Food allergy symptoms may present at any time. Upon experiencing symptoms, patients can initially present in several medical settings. Typically, in emergency departments or walk-in clinics, only medical histories and physical exams will be evaluated.
When presenting during routine primary care visits with family physicians or pediatricians, medical histories can also be obtained. Additionally, primary care practitioners may also refer to an allergist if food allergy is suspected, as allergists can conduct diagnostic testing. Accurate diagnosis of food allergies can often be difficult. Symptoms can often be misinterpreted as another type of allergy or intolerance. Therefore, it is important to implement allergy testing appropriately and to understand who to test, why to test, and what the results of those tests indicate.

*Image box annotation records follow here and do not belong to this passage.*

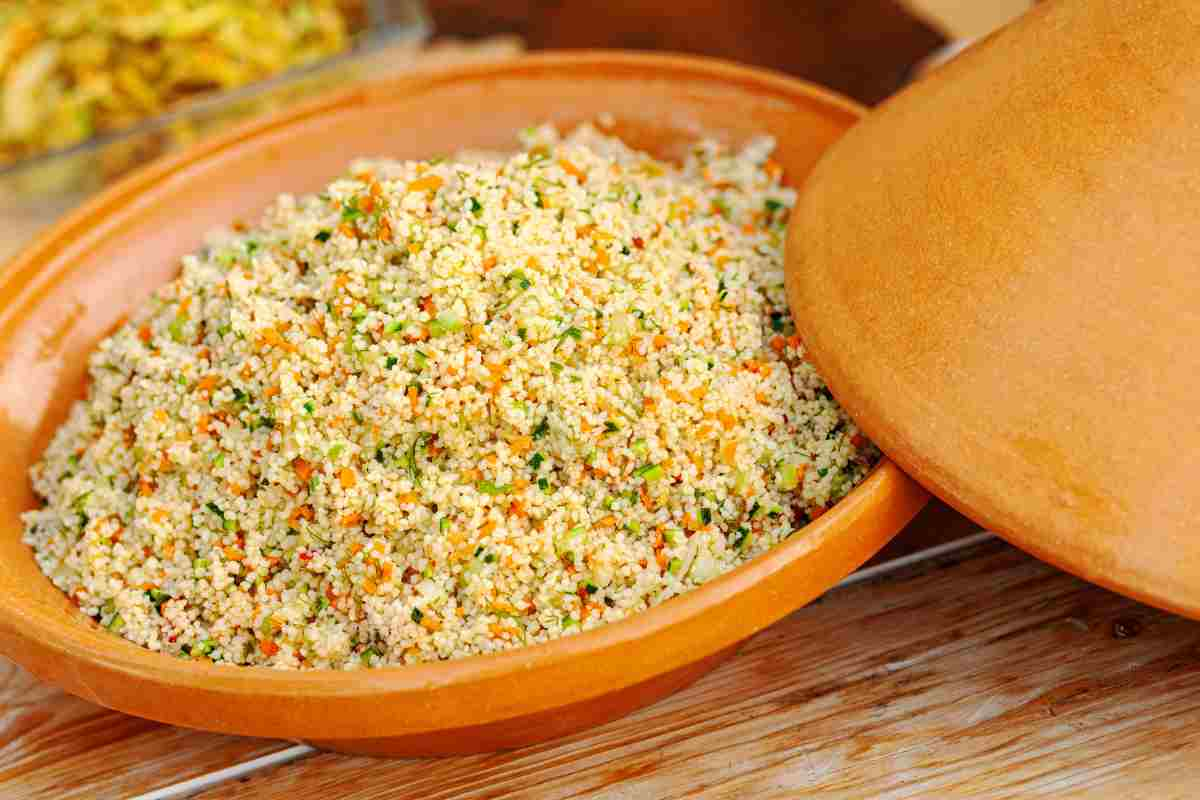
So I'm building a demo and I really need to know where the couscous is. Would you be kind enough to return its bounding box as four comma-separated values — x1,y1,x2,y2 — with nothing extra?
25,120,877,669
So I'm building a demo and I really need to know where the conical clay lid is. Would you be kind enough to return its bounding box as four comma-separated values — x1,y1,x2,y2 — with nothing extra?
788,0,1200,616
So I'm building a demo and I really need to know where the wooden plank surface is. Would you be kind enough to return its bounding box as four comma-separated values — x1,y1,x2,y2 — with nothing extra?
175,543,1200,800
0,657,287,800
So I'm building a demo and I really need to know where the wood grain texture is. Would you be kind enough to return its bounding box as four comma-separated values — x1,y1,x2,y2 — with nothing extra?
182,543,1200,800
0,657,287,800
427,0,946,103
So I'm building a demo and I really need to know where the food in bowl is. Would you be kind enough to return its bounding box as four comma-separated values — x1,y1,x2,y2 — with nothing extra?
0,0,364,164
24,120,878,669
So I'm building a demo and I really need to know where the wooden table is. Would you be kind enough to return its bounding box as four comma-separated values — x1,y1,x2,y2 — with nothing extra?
0,532,1200,800
14,0,1200,800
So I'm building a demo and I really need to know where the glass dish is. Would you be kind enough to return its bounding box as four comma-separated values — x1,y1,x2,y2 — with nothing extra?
0,0,431,212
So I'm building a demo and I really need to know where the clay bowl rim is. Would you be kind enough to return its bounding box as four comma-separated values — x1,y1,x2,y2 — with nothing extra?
0,50,928,738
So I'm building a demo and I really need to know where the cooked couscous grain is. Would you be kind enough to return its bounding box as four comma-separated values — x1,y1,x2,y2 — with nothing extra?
25,120,877,669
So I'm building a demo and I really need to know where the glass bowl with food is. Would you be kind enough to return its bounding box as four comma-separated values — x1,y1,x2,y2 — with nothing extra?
0,0,428,213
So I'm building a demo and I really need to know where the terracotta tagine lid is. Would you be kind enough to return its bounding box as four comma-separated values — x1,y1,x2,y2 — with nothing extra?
788,0,1200,616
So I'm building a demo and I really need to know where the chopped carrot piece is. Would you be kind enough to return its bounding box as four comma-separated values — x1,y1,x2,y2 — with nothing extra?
558,158,588,184
408,175,442,192
292,458,316,483
288,505,316,528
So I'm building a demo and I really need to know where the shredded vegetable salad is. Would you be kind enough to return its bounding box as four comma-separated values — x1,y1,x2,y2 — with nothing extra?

The remainder of this video will discuss some of the tests available to healthcare providers and patients. If a patient presents with symptoms of an allergic reaction, they will be given a medical history interview and a physical exam. A detailed medical history often provides evidence for the type of allergic reaction caused by food and suggests which foods may be involved. A physical exam during an acute reaction can help to identify symptoms consistent with a potential food allergy. However, these assessments alone are not sufficient to diagnose food allergy. If food allergy is suspected, additional tests are needed to confirm a diagnosis.
Blood tests evaluate allergen-specific factors in serum, such as IgE, that might help identify foods that provoke allergic reactions. As an example, allergen-specific serum IgE may be used for identifying potential food allergens but is not diagnostic of food allergy. Positive results have traditionally been considered serum IgE levels greater than or equal to 0.35 kilounits per liter. However, a positive result alone indicates sensitization and does not equate to a food allergy. Serum IgE levels have been found to correlate with the likelihood of clinically significant reactions to allergy-triggering foods, particularly when supported by the patient’s history. These cutoffs have been traditionally used to predict the likelihood of true reactivity (as opposed to asymptomatic sensitization). Without a clear history of an allergic reaction, the interpretation of blood tests can be difficult. Although reliable and reproducible, results can take hours to days.
Skin prick tests performed by allergists, involve the evaluation of wheal size in response to allergen introduction at or just below the skin surface. Wheal size is correlated with likelihood of clinical allergy. Quick and simple to administer, SPTs have high sensitivity, but low specificity, which may lead to over-diagnosis.
Both blood and skin-prick testing have their pros and cons and might still be inconclusive. In that case, additional testing may be needed to confirm a diagnosis of food allergy. To confirm, an allergist may perform an oral food challenge, or OFC. The OFC is a procedure in which a food is eaten slowly, in gradually increasing amounts, under medical supervision, to accurately diagnose or rule out a true food allergy. Before each subsequent dose, the patient is evaluated for symptoms. If symptoms occur, the allergist will stop the test and give medications as needed. Otherwise, feeding continues until a meal-sized portion is eaten.
A double-blind placebo-controlled OFC is considered the gold standard of confirming food allergy. However, the test incurs some risk for anaphylaxis and requires monitoring. Accurate allergy testing is a necessary step to help patients and caregivers avoid undue issues arising from misdiagnosis.